Heels
This mildly horrifying Slate.com story about those parents who've surgically altered their mentally defective daughter so she'll never grow up provides a link to this somewhat less horrifying New York Times story about women who have various unpleasant surgeries so that they can wear, or as a consequence of years of wearing, high-heeled shoes. The NYT story contains the following sentence:
Dr. Levine has medium-length blond hair, a striking resemblance to the singer Deborah Harry, and often wears fashionable high heels.
What the fuck is wrong with the editors at the New York Times? If they're not even bothering to ensure the most basic of parallel structure, then why should anyone else? The NYT is supposed to be some sort of standard-bearer of good writing, second in reputation only to the New Yorker, and they let a stupid, obvious error like this creep in?

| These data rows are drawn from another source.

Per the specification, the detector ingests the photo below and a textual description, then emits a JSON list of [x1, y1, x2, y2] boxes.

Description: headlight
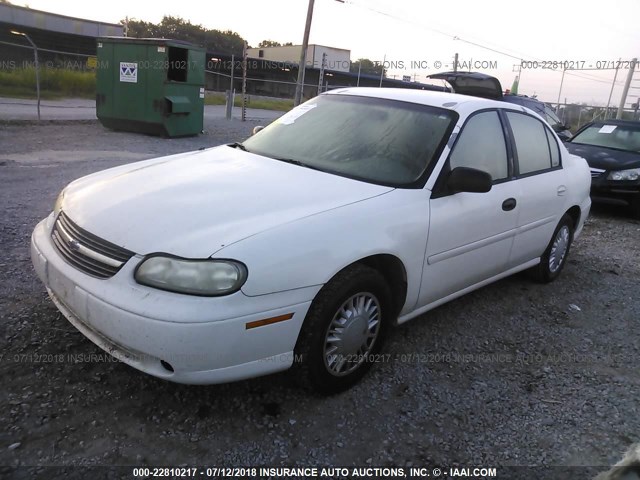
[[134, 255, 247, 296], [607, 168, 640, 181], [53, 189, 64, 217]]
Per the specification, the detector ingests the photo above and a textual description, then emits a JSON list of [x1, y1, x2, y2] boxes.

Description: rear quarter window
[[506, 112, 560, 175]]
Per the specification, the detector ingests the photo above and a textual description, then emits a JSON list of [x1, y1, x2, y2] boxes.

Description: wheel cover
[[323, 292, 380, 377], [549, 225, 571, 273]]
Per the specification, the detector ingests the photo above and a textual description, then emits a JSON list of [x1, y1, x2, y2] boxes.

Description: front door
[[418, 110, 520, 307]]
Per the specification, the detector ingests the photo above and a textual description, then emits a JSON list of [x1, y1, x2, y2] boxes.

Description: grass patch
[[0, 68, 96, 99], [204, 93, 293, 112]]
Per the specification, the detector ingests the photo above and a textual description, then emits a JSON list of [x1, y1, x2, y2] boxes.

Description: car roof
[[585, 118, 640, 128], [323, 87, 539, 117]]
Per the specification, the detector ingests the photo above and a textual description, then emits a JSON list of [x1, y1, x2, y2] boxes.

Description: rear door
[[504, 111, 567, 267]]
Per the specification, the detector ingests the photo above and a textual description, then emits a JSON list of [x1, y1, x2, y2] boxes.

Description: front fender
[[214, 189, 431, 312]]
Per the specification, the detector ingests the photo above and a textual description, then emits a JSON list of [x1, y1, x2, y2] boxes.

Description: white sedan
[[31, 88, 591, 392]]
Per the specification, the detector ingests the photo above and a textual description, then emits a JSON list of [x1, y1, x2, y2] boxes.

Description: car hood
[[62, 146, 393, 258], [564, 142, 640, 170]]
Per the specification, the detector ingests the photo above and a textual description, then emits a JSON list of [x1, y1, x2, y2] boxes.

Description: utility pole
[[604, 57, 622, 120], [318, 53, 327, 95], [11, 30, 40, 122], [242, 42, 248, 122], [556, 68, 567, 115], [616, 58, 638, 119], [226, 55, 236, 120], [293, 0, 314, 106], [378, 53, 387, 88]]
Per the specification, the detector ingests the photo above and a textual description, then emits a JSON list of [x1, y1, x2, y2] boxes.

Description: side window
[[449, 112, 509, 181], [544, 128, 560, 167], [506, 112, 557, 174]]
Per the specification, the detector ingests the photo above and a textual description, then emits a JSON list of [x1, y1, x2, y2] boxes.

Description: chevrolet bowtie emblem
[[67, 240, 80, 252]]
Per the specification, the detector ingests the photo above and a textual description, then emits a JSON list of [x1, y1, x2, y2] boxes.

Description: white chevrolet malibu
[[31, 88, 591, 392]]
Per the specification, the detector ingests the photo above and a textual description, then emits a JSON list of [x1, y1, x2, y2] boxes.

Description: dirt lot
[[0, 120, 640, 472]]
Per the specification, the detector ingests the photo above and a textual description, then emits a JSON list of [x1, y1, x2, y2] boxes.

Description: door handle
[[502, 198, 517, 212]]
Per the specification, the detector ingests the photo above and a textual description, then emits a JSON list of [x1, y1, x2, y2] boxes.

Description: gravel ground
[[0, 120, 640, 476]]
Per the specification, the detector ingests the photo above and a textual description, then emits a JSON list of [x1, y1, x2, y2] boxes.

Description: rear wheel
[[294, 265, 392, 394], [532, 214, 573, 283]]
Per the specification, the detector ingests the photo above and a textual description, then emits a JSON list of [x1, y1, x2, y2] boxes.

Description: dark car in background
[[565, 120, 640, 218], [429, 72, 571, 142]]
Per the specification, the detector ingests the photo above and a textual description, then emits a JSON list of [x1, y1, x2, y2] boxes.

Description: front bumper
[[31, 215, 317, 384]]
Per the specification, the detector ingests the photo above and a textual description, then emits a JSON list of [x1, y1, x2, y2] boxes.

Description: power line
[[337, 0, 622, 85]]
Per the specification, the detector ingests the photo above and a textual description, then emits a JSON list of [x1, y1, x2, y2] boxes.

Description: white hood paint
[[62, 146, 393, 258]]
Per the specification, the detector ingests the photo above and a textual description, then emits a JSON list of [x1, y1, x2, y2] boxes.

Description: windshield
[[571, 124, 640, 152], [544, 105, 562, 128], [244, 95, 457, 186]]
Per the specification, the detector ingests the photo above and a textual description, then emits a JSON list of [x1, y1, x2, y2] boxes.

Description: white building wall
[[247, 45, 351, 72]]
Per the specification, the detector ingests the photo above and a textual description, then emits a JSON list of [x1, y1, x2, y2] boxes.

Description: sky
[[12, 0, 640, 106]]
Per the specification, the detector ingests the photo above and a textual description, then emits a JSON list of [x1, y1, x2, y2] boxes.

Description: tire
[[294, 264, 392, 395], [531, 214, 574, 283]]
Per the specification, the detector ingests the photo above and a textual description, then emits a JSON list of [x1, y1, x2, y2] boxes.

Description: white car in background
[[31, 88, 591, 392]]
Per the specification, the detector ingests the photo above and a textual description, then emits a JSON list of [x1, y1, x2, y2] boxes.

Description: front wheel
[[532, 214, 573, 283], [294, 265, 392, 394]]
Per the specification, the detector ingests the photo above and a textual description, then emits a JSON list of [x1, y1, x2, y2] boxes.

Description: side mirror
[[447, 167, 493, 193]]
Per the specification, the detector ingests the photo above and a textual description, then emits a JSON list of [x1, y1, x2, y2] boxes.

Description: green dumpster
[[96, 37, 205, 137]]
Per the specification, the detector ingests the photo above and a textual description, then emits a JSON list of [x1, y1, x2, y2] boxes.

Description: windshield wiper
[[269, 155, 324, 172], [227, 142, 249, 152]]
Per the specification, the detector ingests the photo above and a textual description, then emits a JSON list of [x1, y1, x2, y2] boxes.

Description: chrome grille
[[51, 212, 134, 278]]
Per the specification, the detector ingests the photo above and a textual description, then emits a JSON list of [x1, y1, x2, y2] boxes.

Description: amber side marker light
[[245, 313, 293, 330]]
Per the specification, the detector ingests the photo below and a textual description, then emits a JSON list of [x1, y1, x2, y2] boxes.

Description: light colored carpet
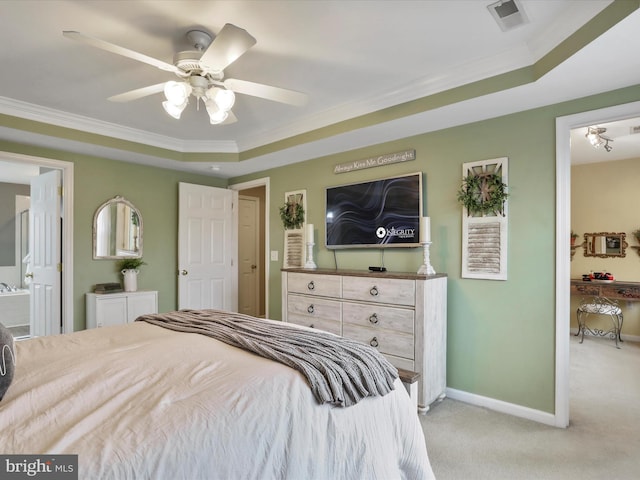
[[420, 336, 640, 480]]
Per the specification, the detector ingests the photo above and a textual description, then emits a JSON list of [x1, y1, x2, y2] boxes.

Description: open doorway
[[0, 152, 74, 337], [229, 178, 269, 318], [555, 98, 640, 427]]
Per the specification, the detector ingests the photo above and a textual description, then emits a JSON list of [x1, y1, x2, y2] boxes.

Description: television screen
[[325, 172, 422, 248]]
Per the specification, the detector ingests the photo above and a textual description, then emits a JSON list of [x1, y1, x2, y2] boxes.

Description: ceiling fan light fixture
[[162, 100, 188, 120], [207, 87, 236, 112], [164, 80, 192, 105]]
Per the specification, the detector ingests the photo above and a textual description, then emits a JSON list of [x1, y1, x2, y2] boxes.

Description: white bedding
[[0, 322, 434, 480]]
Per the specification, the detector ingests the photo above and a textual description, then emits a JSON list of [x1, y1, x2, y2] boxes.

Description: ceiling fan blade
[[200, 23, 256, 72], [220, 111, 238, 125], [62, 30, 184, 73], [108, 82, 167, 102], [224, 78, 308, 107]]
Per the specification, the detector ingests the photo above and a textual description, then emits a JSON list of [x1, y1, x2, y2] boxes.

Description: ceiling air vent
[[487, 0, 529, 32]]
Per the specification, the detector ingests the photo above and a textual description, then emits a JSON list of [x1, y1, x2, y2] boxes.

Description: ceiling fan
[[62, 23, 307, 125]]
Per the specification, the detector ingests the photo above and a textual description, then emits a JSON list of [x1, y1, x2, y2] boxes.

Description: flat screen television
[[325, 172, 422, 249]]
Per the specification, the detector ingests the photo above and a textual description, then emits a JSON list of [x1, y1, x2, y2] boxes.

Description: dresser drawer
[[287, 295, 342, 322], [287, 273, 342, 298], [342, 323, 414, 359], [342, 277, 416, 305], [384, 354, 416, 371], [342, 302, 415, 335], [288, 313, 342, 336]]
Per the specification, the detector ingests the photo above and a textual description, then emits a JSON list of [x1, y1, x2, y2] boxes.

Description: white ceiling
[[0, 0, 640, 177]]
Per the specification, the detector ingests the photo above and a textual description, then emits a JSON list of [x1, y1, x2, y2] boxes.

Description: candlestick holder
[[418, 242, 436, 275], [304, 242, 318, 269]]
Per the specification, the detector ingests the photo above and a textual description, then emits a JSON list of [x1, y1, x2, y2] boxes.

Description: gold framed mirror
[[582, 232, 629, 258], [93, 196, 142, 260]]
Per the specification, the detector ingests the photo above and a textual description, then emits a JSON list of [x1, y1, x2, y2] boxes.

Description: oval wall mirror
[[93, 196, 142, 259], [583, 232, 629, 258]]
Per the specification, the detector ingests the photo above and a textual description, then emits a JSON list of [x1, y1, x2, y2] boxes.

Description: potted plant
[[118, 257, 147, 292]]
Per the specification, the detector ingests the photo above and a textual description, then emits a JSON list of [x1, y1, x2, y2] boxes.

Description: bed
[[0, 310, 434, 480]]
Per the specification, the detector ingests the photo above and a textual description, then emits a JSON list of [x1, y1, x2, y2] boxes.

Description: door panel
[[29, 170, 62, 336], [178, 183, 238, 311], [238, 196, 262, 316]]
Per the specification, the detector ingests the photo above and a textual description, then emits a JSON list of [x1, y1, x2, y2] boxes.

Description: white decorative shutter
[[462, 157, 509, 280]]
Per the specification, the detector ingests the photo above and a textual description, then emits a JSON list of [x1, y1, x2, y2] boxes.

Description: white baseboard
[[447, 388, 556, 427], [570, 328, 640, 342]]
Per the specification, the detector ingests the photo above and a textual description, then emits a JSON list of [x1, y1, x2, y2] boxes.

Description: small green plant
[[118, 258, 147, 271], [458, 173, 509, 216], [280, 202, 304, 230]]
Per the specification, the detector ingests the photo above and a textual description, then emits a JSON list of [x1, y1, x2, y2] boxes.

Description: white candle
[[420, 217, 431, 243]]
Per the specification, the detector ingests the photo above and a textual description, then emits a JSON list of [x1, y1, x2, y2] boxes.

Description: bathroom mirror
[[93, 196, 142, 259], [582, 232, 629, 258]]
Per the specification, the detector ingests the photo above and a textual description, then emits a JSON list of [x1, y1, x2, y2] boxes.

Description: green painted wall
[[230, 86, 640, 412], [0, 141, 227, 330], [0, 80, 640, 412]]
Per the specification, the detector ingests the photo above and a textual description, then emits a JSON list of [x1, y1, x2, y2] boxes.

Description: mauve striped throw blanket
[[136, 310, 398, 407]]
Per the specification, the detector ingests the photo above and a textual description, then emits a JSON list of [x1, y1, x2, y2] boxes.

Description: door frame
[[0, 152, 74, 333], [555, 98, 640, 428], [237, 192, 266, 317], [228, 177, 271, 318]]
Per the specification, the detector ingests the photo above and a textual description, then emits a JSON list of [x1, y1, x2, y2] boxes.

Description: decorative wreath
[[458, 173, 509, 216], [280, 202, 304, 230]]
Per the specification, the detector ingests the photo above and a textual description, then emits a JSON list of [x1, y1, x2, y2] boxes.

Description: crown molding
[[0, 97, 239, 153]]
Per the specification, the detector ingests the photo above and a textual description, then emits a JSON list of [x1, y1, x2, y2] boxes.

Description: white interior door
[[238, 196, 261, 317], [29, 170, 62, 336], [178, 183, 238, 311]]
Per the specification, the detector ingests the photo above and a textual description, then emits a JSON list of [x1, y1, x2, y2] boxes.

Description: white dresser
[[282, 268, 447, 412], [86, 291, 158, 328]]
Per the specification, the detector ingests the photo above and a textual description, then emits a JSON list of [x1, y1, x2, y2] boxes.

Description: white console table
[[86, 291, 158, 328], [282, 268, 447, 413]]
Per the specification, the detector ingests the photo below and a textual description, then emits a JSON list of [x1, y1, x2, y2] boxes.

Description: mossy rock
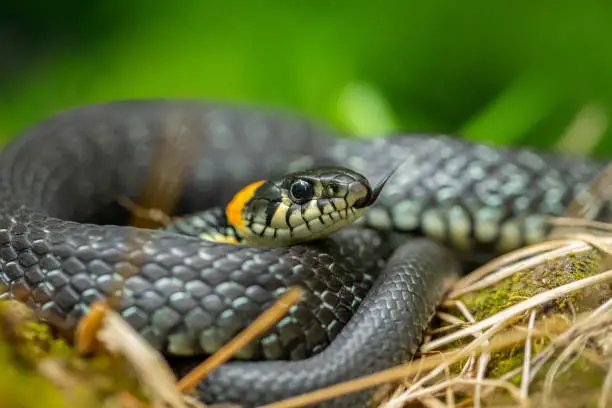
[[442, 251, 612, 408], [0, 301, 145, 408]]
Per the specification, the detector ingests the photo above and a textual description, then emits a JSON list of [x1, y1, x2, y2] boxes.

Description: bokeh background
[[0, 0, 612, 157]]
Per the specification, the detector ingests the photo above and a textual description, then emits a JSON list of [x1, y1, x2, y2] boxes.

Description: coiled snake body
[[0, 100, 610, 407]]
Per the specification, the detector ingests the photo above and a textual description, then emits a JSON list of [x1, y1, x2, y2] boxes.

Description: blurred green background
[[0, 0, 612, 156]]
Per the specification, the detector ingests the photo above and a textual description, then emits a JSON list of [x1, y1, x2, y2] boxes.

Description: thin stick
[[597, 360, 612, 408], [421, 270, 612, 352], [177, 287, 303, 392], [521, 310, 536, 403], [454, 239, 575, 291], [394, 378, 520, 403]]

For the millionth time, here's the rule: if a list of clauses is preceded by a verb, then either each element has its own verb, or you use one verb for all the clauses. No in-betweens, ever. Ever! You can use the implicit verb "has" for the third clause ("...and a propensity for wearing fashionable high heels") to match the implicit verb in the second, or you can give each clause a new verb ("...bears a striking resemblance..."), or, hell, you can even put "and" between the first two items and make them a list by themselves, which gives you free rein to chuck a new verb into the third clause.
The one thing you can't do is the thing they did.